Ruth K. Meyer describes the similarities between Wassily Kandinsky’s and Melanie Daniel’s intuitive process, as exemplified in Daniel’s Antlers In Berry Season (oil, 35×43).
Melanie Daniel’s Exuberant Creative Process
by Ruth K. Meyer
Antlers in Berry Season, 2010 vividly calls to mind the paintings of Wassily Kandinsky (1866-1944), the Russian artist who pioneered abstract expressionist painting while living and teaching in Germany prior to World War I. His many paintings entitled “Composition” were attempts to attain what he called “the spiritual in art:” this was the title of a treatise written in 1910. Although originally influenced by the post Impressionists, Kandinsky believed in going far beyond the representational elements of a landscape to express the energies that created their forms. His works were speculative, experimental and intuitive: also, not always easy on the eye.

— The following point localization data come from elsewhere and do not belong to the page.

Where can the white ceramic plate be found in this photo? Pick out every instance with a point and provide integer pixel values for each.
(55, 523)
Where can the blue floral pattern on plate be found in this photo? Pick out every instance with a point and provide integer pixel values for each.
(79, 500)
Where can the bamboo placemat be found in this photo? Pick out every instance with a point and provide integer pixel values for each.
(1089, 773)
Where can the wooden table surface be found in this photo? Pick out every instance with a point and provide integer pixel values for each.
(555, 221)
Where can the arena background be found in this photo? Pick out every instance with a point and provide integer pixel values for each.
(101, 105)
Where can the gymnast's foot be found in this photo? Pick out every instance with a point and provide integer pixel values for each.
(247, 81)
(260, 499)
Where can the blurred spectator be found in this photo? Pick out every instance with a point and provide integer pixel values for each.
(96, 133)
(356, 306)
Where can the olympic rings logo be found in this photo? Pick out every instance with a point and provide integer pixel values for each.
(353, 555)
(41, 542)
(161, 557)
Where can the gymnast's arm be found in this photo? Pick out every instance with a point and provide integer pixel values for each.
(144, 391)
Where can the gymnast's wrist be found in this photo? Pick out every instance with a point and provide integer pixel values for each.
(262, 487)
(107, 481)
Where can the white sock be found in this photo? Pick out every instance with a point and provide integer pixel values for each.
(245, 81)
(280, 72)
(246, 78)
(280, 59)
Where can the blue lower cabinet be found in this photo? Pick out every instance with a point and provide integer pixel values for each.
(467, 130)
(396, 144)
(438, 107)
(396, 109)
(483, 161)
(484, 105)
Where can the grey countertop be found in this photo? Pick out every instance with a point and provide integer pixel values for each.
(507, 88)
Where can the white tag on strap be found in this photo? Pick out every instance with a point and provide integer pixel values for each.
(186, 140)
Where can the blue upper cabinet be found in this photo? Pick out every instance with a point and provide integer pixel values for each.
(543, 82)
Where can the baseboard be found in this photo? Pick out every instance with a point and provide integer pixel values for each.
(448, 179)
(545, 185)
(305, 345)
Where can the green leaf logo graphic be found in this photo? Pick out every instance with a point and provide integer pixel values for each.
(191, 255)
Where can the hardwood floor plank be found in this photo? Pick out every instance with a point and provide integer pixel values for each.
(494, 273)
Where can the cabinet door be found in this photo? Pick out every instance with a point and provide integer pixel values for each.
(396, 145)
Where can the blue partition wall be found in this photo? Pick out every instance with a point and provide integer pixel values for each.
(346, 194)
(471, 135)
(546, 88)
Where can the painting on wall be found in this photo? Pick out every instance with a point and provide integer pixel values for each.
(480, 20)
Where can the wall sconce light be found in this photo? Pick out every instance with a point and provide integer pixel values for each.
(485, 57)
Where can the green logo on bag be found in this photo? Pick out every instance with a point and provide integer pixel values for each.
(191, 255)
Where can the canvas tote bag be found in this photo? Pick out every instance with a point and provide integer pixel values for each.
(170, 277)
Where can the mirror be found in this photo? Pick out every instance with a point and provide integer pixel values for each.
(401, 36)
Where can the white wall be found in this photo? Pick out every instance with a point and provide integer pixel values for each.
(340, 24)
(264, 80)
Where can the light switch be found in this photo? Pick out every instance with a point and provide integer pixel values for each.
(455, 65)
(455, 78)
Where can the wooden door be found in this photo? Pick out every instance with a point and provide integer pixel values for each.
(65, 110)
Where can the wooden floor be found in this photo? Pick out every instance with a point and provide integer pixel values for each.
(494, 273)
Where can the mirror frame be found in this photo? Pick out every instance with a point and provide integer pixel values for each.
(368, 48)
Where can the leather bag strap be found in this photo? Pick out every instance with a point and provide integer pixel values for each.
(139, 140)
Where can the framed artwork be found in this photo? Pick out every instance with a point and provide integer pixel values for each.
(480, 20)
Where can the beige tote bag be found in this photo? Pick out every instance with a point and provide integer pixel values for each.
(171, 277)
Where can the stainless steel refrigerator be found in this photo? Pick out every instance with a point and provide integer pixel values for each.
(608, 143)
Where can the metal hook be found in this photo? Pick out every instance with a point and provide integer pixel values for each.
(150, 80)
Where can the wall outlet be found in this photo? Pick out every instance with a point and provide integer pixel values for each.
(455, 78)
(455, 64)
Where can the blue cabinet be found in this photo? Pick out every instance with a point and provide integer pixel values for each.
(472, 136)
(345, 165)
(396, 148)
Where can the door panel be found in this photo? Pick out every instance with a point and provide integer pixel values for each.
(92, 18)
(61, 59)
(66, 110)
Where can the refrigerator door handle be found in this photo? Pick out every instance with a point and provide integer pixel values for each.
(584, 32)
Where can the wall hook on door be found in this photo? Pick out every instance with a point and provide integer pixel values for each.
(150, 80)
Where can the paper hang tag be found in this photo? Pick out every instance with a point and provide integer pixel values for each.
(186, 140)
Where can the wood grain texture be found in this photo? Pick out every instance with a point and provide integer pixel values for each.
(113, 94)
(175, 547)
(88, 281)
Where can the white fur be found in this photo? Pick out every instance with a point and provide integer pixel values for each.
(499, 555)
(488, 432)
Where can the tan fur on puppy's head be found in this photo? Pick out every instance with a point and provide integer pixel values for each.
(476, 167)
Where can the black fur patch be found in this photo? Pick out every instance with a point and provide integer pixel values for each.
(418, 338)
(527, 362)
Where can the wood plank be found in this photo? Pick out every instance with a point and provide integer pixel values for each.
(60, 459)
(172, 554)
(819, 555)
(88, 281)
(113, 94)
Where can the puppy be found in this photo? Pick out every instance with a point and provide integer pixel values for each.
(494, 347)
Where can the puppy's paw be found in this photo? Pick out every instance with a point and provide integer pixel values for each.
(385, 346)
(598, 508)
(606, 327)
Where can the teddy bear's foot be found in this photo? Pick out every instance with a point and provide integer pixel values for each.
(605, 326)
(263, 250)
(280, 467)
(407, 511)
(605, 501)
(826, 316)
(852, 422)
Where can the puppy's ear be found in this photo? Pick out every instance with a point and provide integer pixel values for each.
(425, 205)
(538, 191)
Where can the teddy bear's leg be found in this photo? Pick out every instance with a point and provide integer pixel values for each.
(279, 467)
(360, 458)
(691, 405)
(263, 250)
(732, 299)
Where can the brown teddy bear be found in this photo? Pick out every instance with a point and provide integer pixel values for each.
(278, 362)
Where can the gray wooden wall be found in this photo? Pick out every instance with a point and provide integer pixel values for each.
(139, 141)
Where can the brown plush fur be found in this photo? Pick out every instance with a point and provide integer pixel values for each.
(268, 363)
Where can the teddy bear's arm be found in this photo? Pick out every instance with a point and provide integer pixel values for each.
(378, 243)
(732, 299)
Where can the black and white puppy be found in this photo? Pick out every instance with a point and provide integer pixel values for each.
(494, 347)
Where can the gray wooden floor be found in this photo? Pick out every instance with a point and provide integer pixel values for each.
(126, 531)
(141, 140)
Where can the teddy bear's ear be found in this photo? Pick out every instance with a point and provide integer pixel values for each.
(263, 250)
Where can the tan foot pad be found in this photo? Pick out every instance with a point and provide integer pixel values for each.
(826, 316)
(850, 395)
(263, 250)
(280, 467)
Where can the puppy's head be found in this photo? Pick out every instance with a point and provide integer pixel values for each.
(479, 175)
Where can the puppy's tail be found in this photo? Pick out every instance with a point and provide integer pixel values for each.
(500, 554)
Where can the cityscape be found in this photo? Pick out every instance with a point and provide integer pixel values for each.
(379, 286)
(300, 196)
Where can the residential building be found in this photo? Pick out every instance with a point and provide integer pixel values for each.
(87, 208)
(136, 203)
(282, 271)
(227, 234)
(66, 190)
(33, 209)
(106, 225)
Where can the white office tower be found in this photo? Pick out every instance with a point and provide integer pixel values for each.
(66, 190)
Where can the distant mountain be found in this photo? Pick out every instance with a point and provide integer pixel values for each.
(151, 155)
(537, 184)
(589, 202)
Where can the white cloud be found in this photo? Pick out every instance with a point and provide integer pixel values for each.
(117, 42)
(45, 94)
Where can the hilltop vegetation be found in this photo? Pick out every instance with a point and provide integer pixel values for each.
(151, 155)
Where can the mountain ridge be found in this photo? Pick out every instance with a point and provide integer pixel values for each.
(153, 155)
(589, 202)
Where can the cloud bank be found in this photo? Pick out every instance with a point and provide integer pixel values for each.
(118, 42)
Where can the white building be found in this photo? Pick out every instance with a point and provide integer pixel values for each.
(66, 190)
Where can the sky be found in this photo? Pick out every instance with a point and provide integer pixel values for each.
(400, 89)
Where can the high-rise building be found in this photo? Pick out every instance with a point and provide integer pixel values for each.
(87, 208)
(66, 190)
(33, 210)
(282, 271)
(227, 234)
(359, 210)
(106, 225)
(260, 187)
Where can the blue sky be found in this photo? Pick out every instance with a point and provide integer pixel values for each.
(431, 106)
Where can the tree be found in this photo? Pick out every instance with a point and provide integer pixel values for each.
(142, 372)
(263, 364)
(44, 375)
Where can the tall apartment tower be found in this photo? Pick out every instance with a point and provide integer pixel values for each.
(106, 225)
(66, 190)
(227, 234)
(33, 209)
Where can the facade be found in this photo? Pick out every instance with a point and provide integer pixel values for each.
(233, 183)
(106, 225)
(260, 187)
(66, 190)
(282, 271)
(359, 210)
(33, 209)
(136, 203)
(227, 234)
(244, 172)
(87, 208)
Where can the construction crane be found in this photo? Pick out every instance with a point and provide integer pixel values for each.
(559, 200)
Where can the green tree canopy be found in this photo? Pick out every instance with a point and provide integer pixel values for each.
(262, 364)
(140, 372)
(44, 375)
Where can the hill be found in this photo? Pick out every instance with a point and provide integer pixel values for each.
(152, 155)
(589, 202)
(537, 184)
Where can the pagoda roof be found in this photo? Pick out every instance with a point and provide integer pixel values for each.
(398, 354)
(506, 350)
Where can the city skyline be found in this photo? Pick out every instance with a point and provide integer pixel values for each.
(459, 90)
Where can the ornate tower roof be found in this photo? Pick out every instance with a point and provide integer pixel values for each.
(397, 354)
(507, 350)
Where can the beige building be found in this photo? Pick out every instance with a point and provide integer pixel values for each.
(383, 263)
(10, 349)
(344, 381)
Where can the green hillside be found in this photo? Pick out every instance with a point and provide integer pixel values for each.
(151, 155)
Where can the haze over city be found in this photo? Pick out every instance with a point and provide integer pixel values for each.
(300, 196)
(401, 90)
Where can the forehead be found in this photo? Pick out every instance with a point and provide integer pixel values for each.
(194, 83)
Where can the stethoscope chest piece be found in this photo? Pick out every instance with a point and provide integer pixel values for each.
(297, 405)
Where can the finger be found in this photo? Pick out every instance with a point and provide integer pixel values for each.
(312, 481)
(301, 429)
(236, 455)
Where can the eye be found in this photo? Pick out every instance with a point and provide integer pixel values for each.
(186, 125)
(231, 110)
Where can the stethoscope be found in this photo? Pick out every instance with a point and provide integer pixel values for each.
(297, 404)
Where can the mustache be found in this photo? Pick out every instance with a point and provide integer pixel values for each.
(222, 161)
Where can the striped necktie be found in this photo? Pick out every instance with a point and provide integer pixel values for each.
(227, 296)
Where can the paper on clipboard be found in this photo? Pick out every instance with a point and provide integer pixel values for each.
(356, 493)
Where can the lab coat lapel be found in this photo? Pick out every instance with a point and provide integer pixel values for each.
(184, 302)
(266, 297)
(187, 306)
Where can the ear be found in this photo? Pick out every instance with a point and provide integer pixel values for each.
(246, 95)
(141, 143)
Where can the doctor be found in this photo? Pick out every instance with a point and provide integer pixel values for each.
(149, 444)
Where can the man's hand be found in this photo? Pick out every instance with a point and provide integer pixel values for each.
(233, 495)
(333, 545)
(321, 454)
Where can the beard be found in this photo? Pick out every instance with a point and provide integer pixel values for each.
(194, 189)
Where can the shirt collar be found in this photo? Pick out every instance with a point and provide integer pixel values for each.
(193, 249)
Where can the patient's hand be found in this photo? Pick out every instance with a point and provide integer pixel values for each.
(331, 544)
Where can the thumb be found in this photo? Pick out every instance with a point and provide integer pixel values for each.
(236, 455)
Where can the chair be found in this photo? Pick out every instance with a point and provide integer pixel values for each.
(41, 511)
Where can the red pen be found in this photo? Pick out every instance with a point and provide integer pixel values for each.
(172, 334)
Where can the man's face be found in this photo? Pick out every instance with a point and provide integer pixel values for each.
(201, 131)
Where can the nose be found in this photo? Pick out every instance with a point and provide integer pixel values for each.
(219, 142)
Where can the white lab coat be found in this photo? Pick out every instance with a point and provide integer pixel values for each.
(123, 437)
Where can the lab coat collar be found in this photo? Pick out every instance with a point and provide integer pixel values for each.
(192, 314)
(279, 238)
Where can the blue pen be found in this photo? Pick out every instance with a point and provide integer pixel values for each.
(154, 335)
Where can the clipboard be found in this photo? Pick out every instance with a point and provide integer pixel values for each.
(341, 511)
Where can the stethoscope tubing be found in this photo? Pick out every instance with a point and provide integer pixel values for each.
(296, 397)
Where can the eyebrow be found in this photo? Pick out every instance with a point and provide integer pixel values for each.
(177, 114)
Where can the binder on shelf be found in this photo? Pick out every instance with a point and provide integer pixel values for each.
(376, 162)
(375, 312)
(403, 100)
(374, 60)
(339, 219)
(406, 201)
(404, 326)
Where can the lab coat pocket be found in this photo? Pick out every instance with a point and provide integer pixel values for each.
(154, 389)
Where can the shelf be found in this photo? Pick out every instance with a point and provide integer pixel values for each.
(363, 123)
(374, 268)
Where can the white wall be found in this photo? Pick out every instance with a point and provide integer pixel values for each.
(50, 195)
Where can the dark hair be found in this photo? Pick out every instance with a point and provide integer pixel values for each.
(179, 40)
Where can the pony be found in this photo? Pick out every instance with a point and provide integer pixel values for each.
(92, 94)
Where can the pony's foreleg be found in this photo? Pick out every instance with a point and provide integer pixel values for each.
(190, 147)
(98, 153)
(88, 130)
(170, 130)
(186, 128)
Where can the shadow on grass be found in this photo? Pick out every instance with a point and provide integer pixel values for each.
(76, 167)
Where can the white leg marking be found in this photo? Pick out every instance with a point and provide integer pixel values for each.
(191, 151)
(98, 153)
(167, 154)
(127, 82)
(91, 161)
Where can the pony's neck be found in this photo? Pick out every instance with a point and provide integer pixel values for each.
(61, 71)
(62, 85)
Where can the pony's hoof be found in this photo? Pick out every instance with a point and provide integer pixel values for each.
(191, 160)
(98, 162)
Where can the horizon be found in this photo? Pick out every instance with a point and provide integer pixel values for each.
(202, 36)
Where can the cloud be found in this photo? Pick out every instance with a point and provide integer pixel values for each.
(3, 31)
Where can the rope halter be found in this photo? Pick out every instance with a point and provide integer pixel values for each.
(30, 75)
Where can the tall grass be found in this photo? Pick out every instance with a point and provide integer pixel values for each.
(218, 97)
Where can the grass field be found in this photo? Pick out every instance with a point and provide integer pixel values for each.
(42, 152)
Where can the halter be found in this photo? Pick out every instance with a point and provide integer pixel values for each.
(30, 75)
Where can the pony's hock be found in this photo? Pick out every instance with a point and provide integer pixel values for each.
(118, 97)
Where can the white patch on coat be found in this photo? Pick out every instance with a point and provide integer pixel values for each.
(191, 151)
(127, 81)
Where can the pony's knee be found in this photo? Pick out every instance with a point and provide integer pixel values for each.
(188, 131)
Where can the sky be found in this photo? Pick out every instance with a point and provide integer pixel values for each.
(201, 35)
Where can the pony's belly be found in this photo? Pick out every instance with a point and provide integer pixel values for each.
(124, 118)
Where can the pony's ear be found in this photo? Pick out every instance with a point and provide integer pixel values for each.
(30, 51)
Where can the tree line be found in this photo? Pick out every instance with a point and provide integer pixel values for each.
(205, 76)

Similarly, Melanie Daniel can pull off a “seasonal” painting with strange antlers that look somewhat fabricated or branch-like and are well hidden among an explosion of summer-time color. It’s a joyful expression as the colors indicate, with berry-colored swishes, orange and fluorescent yellow drips and patches. Two large, dark blue shapes sprinkled with glitter push to the foreground driven by the powers unleashed in the brushwork. About this painting Daniel comments: “Deer horns, intended for protection, hover in an ever changing environment, a motif that can be likened to perennial self adaptation.”

In this detail of 'Antlers in Berry Season,' especially, you can see the riotous interplay between abstracted figurative elements (antlers, tree forms, stars, flowers) and the artist’s inventive, playful, exuberant gestures that make the surface multi-layered and endlessly rich.